Gesù, però, è anche consapevole
che il libro del Deuteronomio avallava il divorzio in caso di «qualcosa di vergognoso»
(24,1-4). L’indeterminatezza di questo comma aveva generato due scuole di
interpretazione. La prima di "rabbí Hillel" era permissiva: qualsiasi ragione,
anche un cibo scotto o l’aver trovato una donna più bella, ammetteva il
divorzio. Rabbí Shammai, invece, vedeva in quel «qualcosa di vergognoso» solo
cause gravi come l’incesto, lo stupro, l’adulterio. In una società maschilista
era solo il marito l’attore giuridico, anche se poi nel giudaismo si cominciò a
esigere per il divorzio pure il consenso della moglie.
Gesù ritiene questa norma mosaica solo una concessione
causata dalla «durezza di cuore», cioè dalla coscienza umana malata che si
doveva curare pazientemente, ma non era una regola strutturale del matrimonio.
Anche alcune correnti giudaiche minoritarie si muovevano in questa linea. Ma,
allora, cosa significa l’eccezione che abbiamo lasciato con la parola greca, “pornéia”?
Tutto dipende dal significato assegnato a questo vocabolo. Per alcuni qui
indica l’adulterio, anche se proprio nella stessa frase per designarlo si usa
un verbo specifico, moicheyô, e quindi l’interpretazione – adottata nella
prassi delle Chiese ortodosse e protestanti – non sembra pertinente.

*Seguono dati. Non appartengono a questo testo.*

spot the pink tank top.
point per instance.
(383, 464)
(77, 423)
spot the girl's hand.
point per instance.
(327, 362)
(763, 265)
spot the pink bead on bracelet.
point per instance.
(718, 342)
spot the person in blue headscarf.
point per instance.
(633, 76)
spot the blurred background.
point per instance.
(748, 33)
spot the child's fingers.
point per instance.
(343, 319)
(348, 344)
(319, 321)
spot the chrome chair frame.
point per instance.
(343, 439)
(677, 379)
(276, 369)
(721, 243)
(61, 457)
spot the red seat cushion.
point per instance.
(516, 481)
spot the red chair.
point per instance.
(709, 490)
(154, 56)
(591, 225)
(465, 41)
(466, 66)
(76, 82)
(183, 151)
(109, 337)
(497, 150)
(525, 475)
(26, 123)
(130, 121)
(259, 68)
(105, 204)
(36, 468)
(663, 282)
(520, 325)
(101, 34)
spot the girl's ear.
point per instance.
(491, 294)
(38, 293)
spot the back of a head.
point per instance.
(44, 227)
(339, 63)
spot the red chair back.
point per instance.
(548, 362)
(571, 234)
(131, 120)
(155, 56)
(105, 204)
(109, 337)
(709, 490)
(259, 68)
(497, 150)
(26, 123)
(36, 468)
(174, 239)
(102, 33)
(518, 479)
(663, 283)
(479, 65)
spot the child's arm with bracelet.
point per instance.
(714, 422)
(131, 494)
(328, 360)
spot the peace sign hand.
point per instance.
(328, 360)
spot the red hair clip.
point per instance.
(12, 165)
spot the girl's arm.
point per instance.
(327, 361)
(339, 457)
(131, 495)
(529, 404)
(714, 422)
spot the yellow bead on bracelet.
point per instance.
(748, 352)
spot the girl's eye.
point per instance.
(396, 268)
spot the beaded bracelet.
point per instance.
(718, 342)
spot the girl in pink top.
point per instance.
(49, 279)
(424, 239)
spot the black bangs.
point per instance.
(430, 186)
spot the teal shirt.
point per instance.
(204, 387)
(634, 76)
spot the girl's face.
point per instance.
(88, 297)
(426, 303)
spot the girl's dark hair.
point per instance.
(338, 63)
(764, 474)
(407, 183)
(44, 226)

Altri ricorrono all’equivalente
ebraico zenût che, in alcuni testi giudaici, rimanda alle unioni illegittime
tra consanguinei, condannate dal capitolo 18 del Levitico. Queste unioni erano
legali nel mondo pagano: la Chiesa di Matteo riteneva perciò che i pagani
convertiti al cristianesimo potessero rompere questi matrimoni. Di per sé, però,
non si dovrebbe parlare di divorzio in senso stretto trattandosi di «unioni
illegittime» (questa è l’interpretazione e la traduzione della Bibbia della
Cei).
Altri, poi, pensano che
Matteo proponga solo la separazione nei casi gravi di “pornéia” del coniuge,
cioè della sua “immoralità sessuale” (e quindi anche l’adulterio). In sintesi:
Gesù afferma nettamente il principio dell’indissolubilità matrimoniale; la
Chiesa di Matteo applica questo principio incarnandolo nelle coordinate
concrete della vita pastorale.
Non sappiamo, però, con
certezza le caratteristiche di questa attuazione espressa nell’“eccezione” di
Matteo: matrimoni illegittimi per l’ebraismo ma legali per i pagani da
sciogliere, oppure matrimoni resi insopportabili per grave immoralità del coniuge,
o semplice separazione? Quale dev’essere l’equilibrio tra il rigore dei
principi e la misericordia pastorale? È ciò a cui si deve impegnare a
rispondere la Chiesa nel contesto della sua esperienza nella storia.